ASCII protocol buffers as config files
While I don't go on the Orange Site any more, I still make enough trips through the larger space of similar sites to get some idea of what people are talking about. Last week, the topic of interest seemed to be YAML and how evil it is. I can't argue with that. Every time I've crossed paths with it, I've been irritated by both it and whoever decided to use it for their stuff.
The discussions invariably start talking about alternatives, and frequently end up on JSON. This is unfortunate.
I've mentioned this before in passing, but have never given it a whole post. Today, it graduates to having a whole post about the topic.
The topic is: ASCII-form protocol buffers used as config files.
This was a tip given to me something like 17 years ago when I was "on the inside", and it's turned out very well. Protocol buffers have a canonical ASCII representation, and it accepts comments, too! You get the benefits of not having to write a scanner or lexer combined with a system in which everything is explicitly specified, right down to the data types.
Here's an example of such a file:
# **** Contains auth data: must be thermo:thermo 0660 or better **** db_conninfo: "host=localhost dbname=foo user=xyz_role password= ... # barn (hardwired) server_info { host: "172.25.161.10" port: "18099" } # barn (backup wireless on IoS network) server_info { host: "172.25.225.10" port: "18099" } # office (broken 20230825) # server_info { # host: "172.25.161.17" # port: "18099" # } sensor_location { name: "loft" model: "Acurite-Tower" id: "1563" channel: "A" } sensor_location { name: "entry" model: "Acurite-Tower" id: "2375" channel: "B" }
There. That's not terrible, right? It has a bunch of common stuff that gets repeated as needed for my different servers and sensors. There's also a string that gets handed to Postgres to connect to the database. And yes, notice the comments everywhere.
Over in protobuf-land, this is what the .proto file looks like for that config format:
syntax = "proto2"; package thermo; message LoggerConfig { message ServerInfo { required string host = 1; // 192.168.31.67 required string port = 2; // 18099 } message SensorLocation { required string name = 1; // room required string model = 2; // Acurite-Tower required string id = 3; // 1015 required string channel = 4; // C } required string db_conninfo = 1; repeated ServerInfo server_info = 2; repeated SensorLocation sensor_location = 3;
There's one important bit here: I'm using "required" here since this is a config file format and NOT something that will be passed around over the network. It lets me cheat on the field presence checks, and this is the one case where it's acceptable to me.

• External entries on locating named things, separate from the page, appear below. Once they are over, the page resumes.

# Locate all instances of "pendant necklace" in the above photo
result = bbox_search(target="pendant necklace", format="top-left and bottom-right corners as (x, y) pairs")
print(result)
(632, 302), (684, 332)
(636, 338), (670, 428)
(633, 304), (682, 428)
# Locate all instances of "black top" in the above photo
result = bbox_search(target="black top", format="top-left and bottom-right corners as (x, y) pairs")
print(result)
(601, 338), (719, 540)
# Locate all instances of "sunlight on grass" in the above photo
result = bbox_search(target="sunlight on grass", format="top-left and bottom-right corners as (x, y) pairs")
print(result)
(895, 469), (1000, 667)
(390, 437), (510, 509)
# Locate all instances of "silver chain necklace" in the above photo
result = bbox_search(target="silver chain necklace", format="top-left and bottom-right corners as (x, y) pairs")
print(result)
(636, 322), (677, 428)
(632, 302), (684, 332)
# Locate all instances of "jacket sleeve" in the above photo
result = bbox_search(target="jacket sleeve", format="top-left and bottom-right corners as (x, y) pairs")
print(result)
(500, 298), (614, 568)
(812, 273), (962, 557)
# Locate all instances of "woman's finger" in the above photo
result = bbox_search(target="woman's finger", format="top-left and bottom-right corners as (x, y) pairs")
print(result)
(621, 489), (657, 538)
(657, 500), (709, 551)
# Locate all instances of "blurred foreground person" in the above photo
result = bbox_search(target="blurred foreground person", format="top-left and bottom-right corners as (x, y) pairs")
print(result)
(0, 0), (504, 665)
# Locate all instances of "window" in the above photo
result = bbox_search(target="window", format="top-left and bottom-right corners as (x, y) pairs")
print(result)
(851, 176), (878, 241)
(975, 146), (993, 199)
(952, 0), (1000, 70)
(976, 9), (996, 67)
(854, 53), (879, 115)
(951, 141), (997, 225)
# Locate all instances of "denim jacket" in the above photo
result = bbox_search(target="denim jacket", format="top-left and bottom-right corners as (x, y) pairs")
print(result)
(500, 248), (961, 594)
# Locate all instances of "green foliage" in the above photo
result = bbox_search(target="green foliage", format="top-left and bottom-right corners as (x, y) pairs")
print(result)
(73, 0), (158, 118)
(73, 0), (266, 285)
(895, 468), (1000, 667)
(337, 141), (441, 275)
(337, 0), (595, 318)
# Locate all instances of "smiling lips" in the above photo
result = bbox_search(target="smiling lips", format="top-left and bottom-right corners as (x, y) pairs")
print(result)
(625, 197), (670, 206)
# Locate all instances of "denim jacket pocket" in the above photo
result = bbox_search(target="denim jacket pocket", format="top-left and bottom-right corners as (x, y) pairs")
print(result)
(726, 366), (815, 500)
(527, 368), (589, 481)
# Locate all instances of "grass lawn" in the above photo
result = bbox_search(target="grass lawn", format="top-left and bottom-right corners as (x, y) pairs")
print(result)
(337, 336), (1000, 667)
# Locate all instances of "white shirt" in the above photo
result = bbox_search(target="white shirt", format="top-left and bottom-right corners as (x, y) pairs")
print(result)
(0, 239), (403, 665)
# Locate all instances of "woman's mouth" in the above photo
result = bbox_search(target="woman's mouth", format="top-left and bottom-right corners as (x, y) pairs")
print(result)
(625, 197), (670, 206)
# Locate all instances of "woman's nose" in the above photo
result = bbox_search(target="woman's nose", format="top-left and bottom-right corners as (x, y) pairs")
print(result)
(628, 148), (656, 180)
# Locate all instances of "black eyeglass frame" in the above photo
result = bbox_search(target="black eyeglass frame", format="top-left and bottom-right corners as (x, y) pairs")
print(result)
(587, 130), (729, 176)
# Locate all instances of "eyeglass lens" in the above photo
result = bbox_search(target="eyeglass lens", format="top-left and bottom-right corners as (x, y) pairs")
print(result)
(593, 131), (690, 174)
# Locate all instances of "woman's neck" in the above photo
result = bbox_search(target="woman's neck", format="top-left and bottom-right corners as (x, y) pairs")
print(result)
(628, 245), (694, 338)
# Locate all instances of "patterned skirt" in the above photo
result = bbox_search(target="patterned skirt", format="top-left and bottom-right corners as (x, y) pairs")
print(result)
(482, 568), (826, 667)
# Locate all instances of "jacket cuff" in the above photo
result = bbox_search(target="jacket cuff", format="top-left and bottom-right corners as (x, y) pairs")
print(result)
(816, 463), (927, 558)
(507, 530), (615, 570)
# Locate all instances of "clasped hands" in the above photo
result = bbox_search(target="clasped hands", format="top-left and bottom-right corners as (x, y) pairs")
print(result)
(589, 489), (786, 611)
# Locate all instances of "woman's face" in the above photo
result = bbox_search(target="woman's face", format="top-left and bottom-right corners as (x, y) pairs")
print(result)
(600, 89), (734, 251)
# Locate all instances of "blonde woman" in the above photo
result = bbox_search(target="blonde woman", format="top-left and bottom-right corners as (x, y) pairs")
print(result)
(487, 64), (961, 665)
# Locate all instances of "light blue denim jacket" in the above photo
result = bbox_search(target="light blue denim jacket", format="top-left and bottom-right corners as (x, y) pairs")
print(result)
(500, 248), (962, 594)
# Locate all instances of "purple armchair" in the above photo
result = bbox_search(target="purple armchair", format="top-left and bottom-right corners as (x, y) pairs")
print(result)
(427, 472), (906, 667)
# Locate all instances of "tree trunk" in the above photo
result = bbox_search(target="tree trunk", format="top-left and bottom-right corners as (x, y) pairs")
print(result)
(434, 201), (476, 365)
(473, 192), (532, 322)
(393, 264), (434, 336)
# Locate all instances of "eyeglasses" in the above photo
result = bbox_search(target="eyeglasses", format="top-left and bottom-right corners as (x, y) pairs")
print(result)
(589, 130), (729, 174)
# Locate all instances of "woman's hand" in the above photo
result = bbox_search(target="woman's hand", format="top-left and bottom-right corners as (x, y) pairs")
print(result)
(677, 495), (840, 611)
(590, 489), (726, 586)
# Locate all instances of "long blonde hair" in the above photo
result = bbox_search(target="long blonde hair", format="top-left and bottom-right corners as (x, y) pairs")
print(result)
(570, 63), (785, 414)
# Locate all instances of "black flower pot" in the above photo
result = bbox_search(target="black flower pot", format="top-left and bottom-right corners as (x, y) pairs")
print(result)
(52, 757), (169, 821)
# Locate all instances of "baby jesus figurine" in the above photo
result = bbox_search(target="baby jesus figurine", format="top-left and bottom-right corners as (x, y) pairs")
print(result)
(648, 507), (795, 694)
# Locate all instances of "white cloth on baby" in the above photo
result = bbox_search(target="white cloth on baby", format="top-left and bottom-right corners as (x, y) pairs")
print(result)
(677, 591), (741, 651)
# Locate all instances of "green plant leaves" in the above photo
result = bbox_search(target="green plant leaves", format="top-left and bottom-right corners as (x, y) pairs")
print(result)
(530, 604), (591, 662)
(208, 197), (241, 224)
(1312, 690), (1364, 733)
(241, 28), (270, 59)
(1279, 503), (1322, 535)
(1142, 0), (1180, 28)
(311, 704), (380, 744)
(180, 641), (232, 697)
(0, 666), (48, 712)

If you're using protobuf for anything that gets handed around to something else (RPC, files that get written by the program, ...), whether across space *or time* (i.e., future instances of yourself), use optional and explicitly test for the presence of fields you need in your own code. You have been warned.
How does the program use it? First, it reads the entire config file into a single string. Then it creates a LoggerConfig (the outermost message) and tells the TextFormat flavor of protobuf to ParseFromString into that new message. If that returns true, then we're in business.
I can now do things like hand config.db_conninfo() to Postgres or iterate over config.server_info() or config.sensor_location() to figure out who to talk to and what sensors to care about.
Is it perfect? Definitely not. It's software, which means it will never truly stop sucking, like all other software. It's a dependency that will now follow you, your code, and your binaries around like an albatross. It's yet another shared library that has to be installed wherever you want to run.
But, hey, if you're already paying the price of using protobuf in your projects for some other reason, then why not use it for config storage, too?